Program

Education Programs: Institutes for K-12 Educators

Period of Performance

10/1/2010 - 12/31/2011

Funding Totals

$136,253.00 (approved)
$119,614.87 (awarded)


The Role of Slavery in New England Commerce, Industry and Culture to 1860

FAIN: ES-50332-10

Rhode Island Historical Society (Providence, RI 02906-1012)
Joanne Pope Melish (Project Director: March 2010 to July 2016)
Christiana Morgan Grefe (Co Project Director: March 2010 to July 2016)

A two-week summer institute for thirty school teachers on economic development, slavery, and antislavery in New England during the 18th and early 19th centuries.
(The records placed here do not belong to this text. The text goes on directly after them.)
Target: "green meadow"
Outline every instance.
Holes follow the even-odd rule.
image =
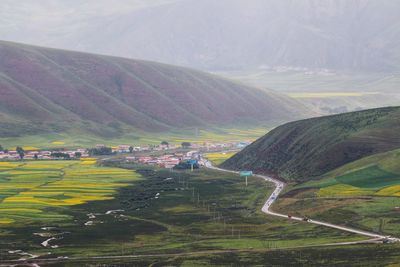
[[[399,236],[399,166],[400,150],[363,158],[320,180],[290,185],[276,209]]]

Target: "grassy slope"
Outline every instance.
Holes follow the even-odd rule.
[[[143,131],[133,131],[122,136],[107,138],[82,134],[78,131],[69,131],[68,133],[50,133],[37,134],[31,136],[0,138],[0,144],[4,148],[12,149],[16,146],[34,147],[34,148],[57,148],[57,147],[93,147],[96,144],[105,143],[116,146],[120,144],[130,145],[148,145],[160,144],[166,140],[171,144],[180,145],[184,141],[192,143],[204,142],[231,142],[243,140],[256,140],[263,136],[269,129],[266,128],[210,128],[181,129],[162,133],[146,133]]]
[[[394,150],[346,164],[322,176],[320,181],[307,182],[298,188],[320,188],[324,194],[340,196],[346,195],[346,191],[343,187],[342,190],[335,189],[344,184],[362,195],[400,196],[399,166],[400,150]]]
[[[0,137],[79,129],[110,138],[307,114],[288,97],[165,64],[9,42],[0,57]]]
[[[60,161],[33,164],[47,164],[52,168],[69,163]],[[75,174],[85,172],[87,168],[80,166],[75,169],[76,167],[72,168]],[[112,166],[93,171],[107,170],[115,173],[118,170],[110,167]],[[122,164],[121,167],[137,166]],[[27,172],[29,169],[25,166],[20,171]],[[129,170],[121,169],[120,172],[124,176],[130,173]],[[260,207],[272,188],[261,179],[251,179],[249,186],[244,187],[244,181],[238,175],[210,170],[191,173],[152,171],[146,167],[146,170],[138,170],[137,173],[144,179],[136,179],[133,175],[129,182],[126,176],[123,180],[125,187],[114,194],[112,199],[90,201],[76,206],[48,207],[47,213],[58,212],[60,217],[57,220],[46,217],[43,213],[36,220],[24,219],[17,220],[14,224],[0,225],[0,252],[3,259],[14,257],[7,253],[10,242],[14,249],[39,255],[47,253],[48,249],[39,245],[46,238],[33,235],[43,232],[40,228],[44,226],[56,226],[57,232],[70,232],[63,239],[54,241],[53,244],[60,245],[51,250],[57,256],[288,248],[362,238],[324,227],[265,216]],[[66,174],[68,176],[68,170]],[[3,184],[17,185],[18,179],[15,175],[17,174],[13,174],[10,181],[3,181]],[[80,188],[79,183],[82,179],[92,181],[92,178],[93,175],[76,176],[78,184],[71,181],[69,183],[79,192],[87,191],[88,189]],[[52,187],[52,184],[47,187]],[[38,189],[44,190],[41,187]],[[68,192],[72,187],[52,187],[51,190]],[[157,193],[160,193],[159,199],[155,198]],[[32,199],[21,199],[19,205],[31,207],[31,201]],[[105,214],[107,210],[115,209],[125,210],[122,212],[125,217]],[[25,218],[27,211],[18,212],[21,218]],[[88,213],[96,214],[96,218],[91,219],[94,221],[92,226],[83,225],[89,220]],[[61,215],[68,217],[63,220]],[[107,235],[104,235],[105,232]]]
[[[365,156],[400,147],[400,108],[381,108],[285,124],[226,161],[235,169],[307,181]]]

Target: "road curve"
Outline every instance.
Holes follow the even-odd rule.
[[[209,169],[213,169],[213,170],[217,170],[217,171],[230,172],[230,173],[235,173],[235,174],[239,173],[238,171],[226,170],[226,169],[215,167],[209,161],[206,161],[204,163],[204,166],[209,168]],[[347,227],[347,226],[340,226],[340,225],[336,225],[336,224],[332,224],[332,223],[326,223],[326,222],[317,221],[317,220],[311,220],[311,219],[304,220],[304,218],[300,218],[300,217],[296,217],[296,216],[290,216],[290,218],[289,218],[289,216],[287,214],[274,212],[274,211],[271,210],[271,206],[276,201],[276,199],[278,198],[278,196],[282,192],[282,190],[285,188],[286,184],[284,182],[282,182],[282,181],[279,181],[279,180],[274,179],[274,178],[269,177],[269,176],[260,175],[260,174],[255,174],[254,176],[255,177],[259,177],[261,179],[264,179],[265,181],[268,181],[268,182],[271,182],[271,183],[275,184],[275,190],[268,197],[267,201],[265,202],[264,206],[261,209],[262,212],[264,212],[264,213],[266,213],[268,215],[281,217],[281,218],[285,218],[285,219],[290,219],[290,220],[294,220],[294,221],[302,221],[302,222],[322,225],[322,226],[326,226],[326,227],[342,230],[342,231],[349,232],[349,233],[354,233],[354,234],[359,234],[359,235],[363,235],[363,236],[367,236],[367,237],[372,237],[374,239],[387,240],[389,242],[400,242],[400,239],[399,238],[395,238],[395,237],[384,236],[384,235],[380,235],[380,234],[376,234],[376,233],[372,233],[372,232],[367,232],[367,231],[363,231],[363,230],[357,230],[357,229],[350,228],[350,227]]]

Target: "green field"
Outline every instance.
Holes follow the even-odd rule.
[[[277,209],[399,236],[399,166],[400,150],[363,158],[292,185]]]
[[[0,227],[65,222],[66,206],[108,200],[138,179],[133,171],[99,168],[95,160],[0,162]]]
[[[228,152],[228,153],[207,153],[205,154],[205,157],[211,161],[214,165],[218,166],[225,160],[229,159],[233,155],[235,155],[236,152]]]
[[[204,142],[237,142],[244,140],[255,140],[268,132],[267,127],[260,128],[213,128],[213,129],[183,129],[169,133],[145,133],[132,132],[116,138],[108,138],[107,145],[120,144],[132,145],[156,145],[161,141],[180,145],[182,142],[204,143]],[[24,146],[26,149],[45,149],[57,147],[93,147],[103,144],[104,138],[87,133],[60,133],[42,134],[12,138],[0,138],[0,144],[4,148],[13,149],[16,146]]]
[[[2,163],[2,188],[15,188],[3,191],[0,202],[2,258],[20,257],[10,250],[87,257],[270,250],[363,239],[266,216],[260,209],[272,188],[261,179],[245,187],[243,178],[211,170],[104,165]],[[56,238],[50,243],[56,247],[40,245],[49,237]]]

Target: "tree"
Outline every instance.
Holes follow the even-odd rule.
[[[17,146],[16,150],[17,150],[17,153],[18,153],[18,155],[19,155],[19,158],[20,158],[21,160],[23,160],[24,157],[25,157],[25,150],[24,150],[22,147],[20,147],[20,146]]]
[[[51,153],[51,156],[53,158],[64,158],[64,159],[70,159],[70,155],[67,153],[63,153],[63,152],[53,152]]]
[[[89,154],[91,156],[101,156],[101,155],[112,155],[111,147],[99,147],[99,148],[91,148],[89,149]]]
[[[189,148],[192,146],[192,144],[190,142],[182,142],[182,148]]]

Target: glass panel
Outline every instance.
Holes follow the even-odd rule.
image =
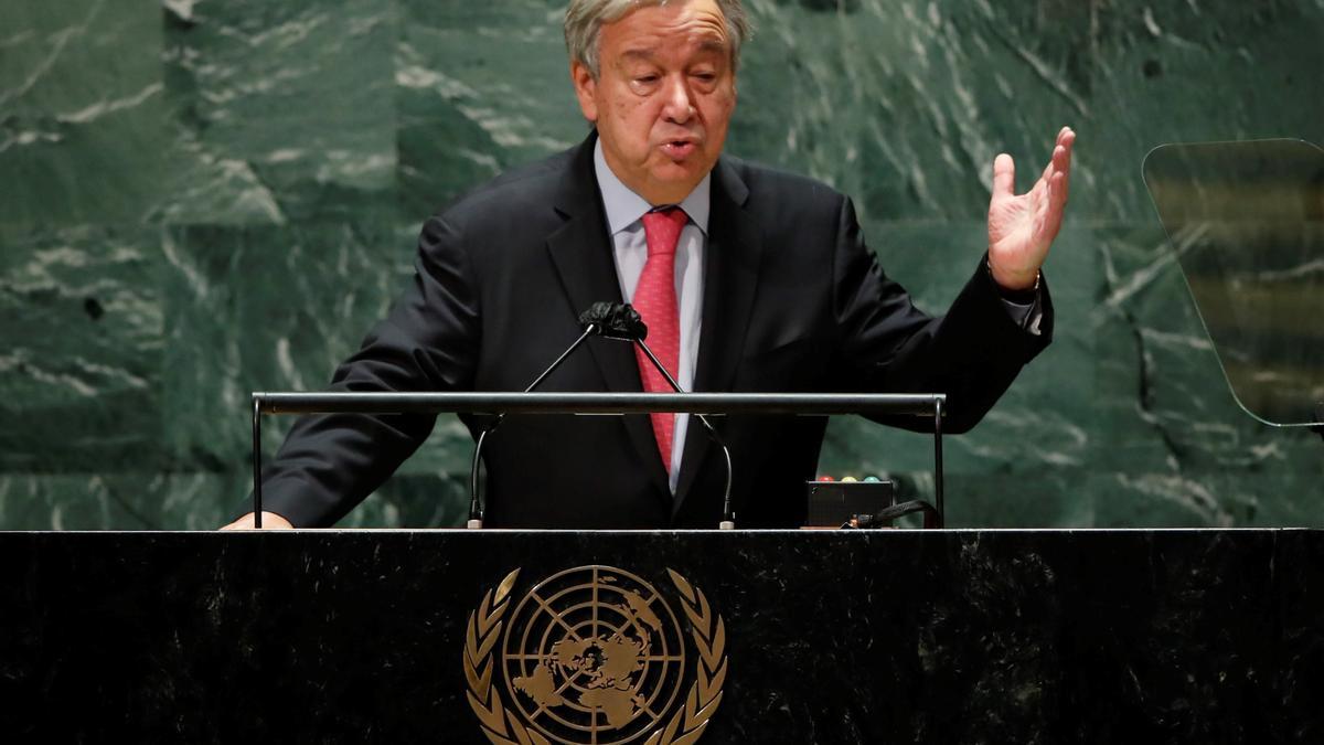
[[[1144,174],[1237,403],[1324,422],[1324,150],[1165,144]]]

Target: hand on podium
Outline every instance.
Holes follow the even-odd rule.
[[[253,513],[248,513],[244,517],[230,522],[221,528],[221,530],[256,530],[253,526]],[[294,530],[290,521],[275,514],[274,512],[262,512],[262,530]]]

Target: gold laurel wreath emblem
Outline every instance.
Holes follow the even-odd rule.
[[[692,745],[708,726],[708,720],[722,704],[722,687],[727,681],[727,627],[719,614],[712,612],[703,591],[692,587],[685,577],[667,569],[671,582],[683,599],[685,615],[690,618],[690,635],[699,651],[695,663],[695,681],[690,685],[685,705],[678,708],[666,726],[649,736],[645,745]],[[465,677],[469,680],[469,705],[482,722],[483,734],[493,745],[551,745],[538,730],[524,726],[514,712],[502,703],[493,687],[494,647],[504,624],[502,616],[510,607],[510,591],[519,570],[511,571],[489,590],[478,608],[469,614],[465,639]]]

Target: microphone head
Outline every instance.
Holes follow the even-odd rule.
[[[639,317],[639,312],[625,302],[594,302],[580,313],[580,325],[591,323],[600,337],[633,342],[646,339],[649,335],[649,327]]]

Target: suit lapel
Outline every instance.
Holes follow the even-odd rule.
[[[749,190],[735,168],[719,160],[712,176],[712,209],[703,260],[703,327],[694,390],[718,392],[731,390],[744,351],[763,258],[763,236],[745,212]],[[723,430],[720,419],[708,420],[719,432]],[[716,448],[698,420],[691,420],[685,440],[673,514],[690,496],[708,453]]]
[[[621,282],[616,274],[616,258],[606,233],[602,196],[593,175],[596,139],[596,135],[591,135],[575,151],[556,200],[556,209],[565,217],[565,224],[547,237],[548,255],[576,317],[594,302],[621,302]],[[630,345],[589,339],[587,346],[602,374],[605,391],[643,390]],[[670,501],[671,489],[667,487],[666,467],[658,455],[649,418],[628,415],[622,416],[621,422],[639,455],[639,463],[647,471],[649,480],[657,487],[659,498]]]

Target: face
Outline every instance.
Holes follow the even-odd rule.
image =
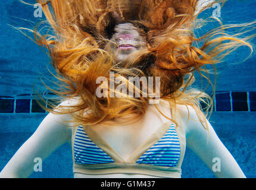
[[[146,47],[146,39],[140,34],[139,30],[130,23],[120,24],[115,27],[110,40],[115,44],[111,48],[117,62],[131,58],[132,53]]]

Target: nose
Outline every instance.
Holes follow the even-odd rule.
[[[118,39],[120,40],[134,40],[135,37],[133,34],[130,33],[124,33],[119,35]]]

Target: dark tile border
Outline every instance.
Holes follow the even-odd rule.
[[[53,95],[52,93],[47,94]],[[45,106],[42,101],[39,102]],[[203,109],[205,107],[204,103],[201,103],[201,104]],[[216,91],[213,106],[213,110],[216,112],[255,112],[256,91]],[[35,100],[33,94],[0,96],[0,113],[45,112]]]

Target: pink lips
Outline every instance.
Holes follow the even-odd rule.
[[[123,44],[119,46],[120,50],[134,50],[136,48],[130,44]]]

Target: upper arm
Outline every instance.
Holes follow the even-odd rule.
[[[208,131],[200,122],[195,110],[190,107],[189,119],[185,124],[188,147],[217,177],[245,178],[236,160],[220,141],[211,125],[206,121]],[[220,171],[213,170],[216,161]]]
[[[22,145],[2,172],[2,178],[27,178],[33,172],[35,158],[45,159],[71,139],[70,115],[49,113],[34,134]]]

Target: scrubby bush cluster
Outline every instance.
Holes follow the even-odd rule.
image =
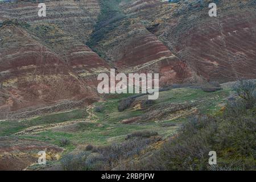
[[[217,85],[216,83],[213,85]],[[162,145],[158,133],[142,131],[128,135],[122,143],[93,147],[85,153],[65,156],[65,170],[255,170],[256,106],[255,85],[239,81],[239,97],[228,101],[214,116],[188,118],[175,135]],[[152,145],[155,143],[155,145]],[[158,148],[147,150],[149,145]],[[91,147],[92,148],[92,147]],[[143,152],[142,152],[142,151]],[[217,153],[217,165],[209,164],[209,152]],[[136,160],[134,160],[136,158]]]
[[[60,142],[60,146],[61,146],[61,147],[67,146],[70,143],[69,140],[68,139],[65,138],[63,138],[60,139],[59,142]]]
[[[156,131],[135,131],[127,135],[126,139],[130,139],[134,137],[150,138],[152,136],[157,136],[158,133]]]
[[[67,171],[110,170],[128,158],[139,155],[147,146],[156,141],[154,138],[134,137],[107,146],[88,145],[86,151],[65,155],[61,162],[63,169]]]
[[[222,88],[221,87],[214,86],[202,86],[202,90],[205,92],[214,92],[218,90],[221,90]]]
[[[240,80],[233,86],[234,91],[244,100],[247,109],[252,108],[256,102],[256,84],[252,80]]]
[[[248,89],[254,88],[253,85],[238,82],[234,88],[240,88],[237,92],[240,97],[229,101],[224,111],[214,117],[191,117],[160,150],[138,163],[123,164],[118,169],[255,170],[255,102],[250,108],[246,107],[247,98],[254,100],[255,89]],[[210,151],[217,152],[217,165],[208,163]]]

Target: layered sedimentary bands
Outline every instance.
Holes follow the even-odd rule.
[[[256,77],[255,1],[43,1],[46,17],[38,2],[1,3],[0,119],[96,101],[110,68],[162,86]]]

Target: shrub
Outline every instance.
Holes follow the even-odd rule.
[[[68,139],[67,139],[67,138],[61,138],[60,140],[60,145],[61,146],[61,147],[64,147],[64,146],[67,146],[67,145],[68,145],[69,144],[69,140]]]
[[[254,170],[256,165],[256,118],[242,114],[236,119],[195,116],[159,150],[138,162],[124,164],[126,170]],[[209,165],[210,151],[217,153],[217,166]]]
[[[101,113],[102,111],[102,106],[97,106],[94,108],[94,111],[96,113]]]
[[[256,102],[256,84],[251,80],[240,80],[233,86],[233,90],[246,102],[247,109],[252,108]]]
[[[245,102],[241,100],[231,100],[226,105],[224,116],[228,117],[237,117],[246,112]]]
[[[202,86],[201,88],[203,91],[205,92],[214,92],[218,90],[221,90],[222,89],[220,87],[214,87],[214,86]]]
[[[85,150],[86,151],[92,151],[93,149],[93,146],[91,144],[88,144],[86,147],[85,147]]]
[[[133,97],[127,97],[122,99],[118,104],[118,111],[122,111],[127,109],[134,101],[134,98]]]
[[[68,154],[61,160],[63,169],[65,171],[85,171],[91,169],[86,162],[89,153],[83,152],[78,154]]]
[[[221,85],[218,81],[210,81],[209,84],[214,87],[221,87]]]
[[[152,136],[156,136],[158,133],[156,131],[135,131],[133,133],[127,135],[126,139],[130,139],[133,137],[142,137],[142,138],[150,138]]]
[[[250,80],[240,80],[233,86],[233,90],[237,93],[239,97],[246,101],[253,98],[255,88],[256,84]]]

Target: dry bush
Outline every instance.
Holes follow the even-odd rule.
[[[152,136],[157,136],[158,133],[156,131],[139,131],[133,133],[129,134],[126,136],[126,139],[130,139],[134,137],[142,137],[142,138],[150,138]]]
[[[213,87],[221,87],[221,85],[218,81],[210,81],[209,84]]]
[[[63,138],[60,140],[59,143],[61,147],[64,147],[69,144],[70,142],[68,139]]]
[[[207,86],[202,86],[201,89],[202,89],[203,91],[205,92],[214,92],[222,89],[220,87]]]

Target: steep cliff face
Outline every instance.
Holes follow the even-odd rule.
[[[217,17],[208,15],[212,2],[217,5]],[[255,7],[255,1],[123,5],[198,75],[221,82],[256,76]]]
[[[130,8],[129,1],[100,2],[102,13],[88,44],[110,64],[125,73],[159,73],[162,86],[198,80],[186,63],[147,30],[143,19],[125,11]],[[143,3],[135,4],[140,2]],[[152,7],[150,3],[162,3],[151,1],[149,5],[138,6],[143,10]]]
[[[69,61],[67,62],[22,25],[9,23],[2,26],[0,38],[1,118],[9,111],[63,100],[84,98],[85,104],[97,100],[96,83],[92,76],[105,64],[101,64],[101,60],[87,47],[75,44],[69,49],[67,57]],[[86,51],[89,53],[83,54]],[[92,59],[94,63],[86,67]]]
[[[46,17],[39,1],[0,3],[1,117],[90,103],[111,67],[159,73],[161,86],[256,77],[255,1],[177,1],[47,0]]]
[[[84,44],[99,11],[97,1],[45,3],[47,18],[38,16],[38,2],[1,4],[1,118],[63,102],[58,109],[69,109],[99,98],[97,76],[110,67]]]
[[[40,2],[46,5],[46,17],[39,17]],[[100,14],[97,0],[20,1],[0,4],[0,20],[18,19],[28,23],[48,23],[61,27],[76,39],[87,40]]]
The proposed institute will lead teachers to understand the critical role of slavery in two phases of New England's pre-Civil-War development: a) its rise as a maritime power from roughly 1700 to 1800 through its dominance of both the American slave trade and the provisioning trade to the West Indies, using its own slave labor to raise agricultural products that were in turn exported to the Caribbean slave societies; and b) its antebellum rise as an industrial power, through the development of its cotton and woolen textile industry (processing slave grown cotton and producing cotton and wool "slave cloth" for the Southern market) and its machine tool industry (producing shovels, axes, etc. specifically marketed to Southern slave owners as implements to be used by their slaves).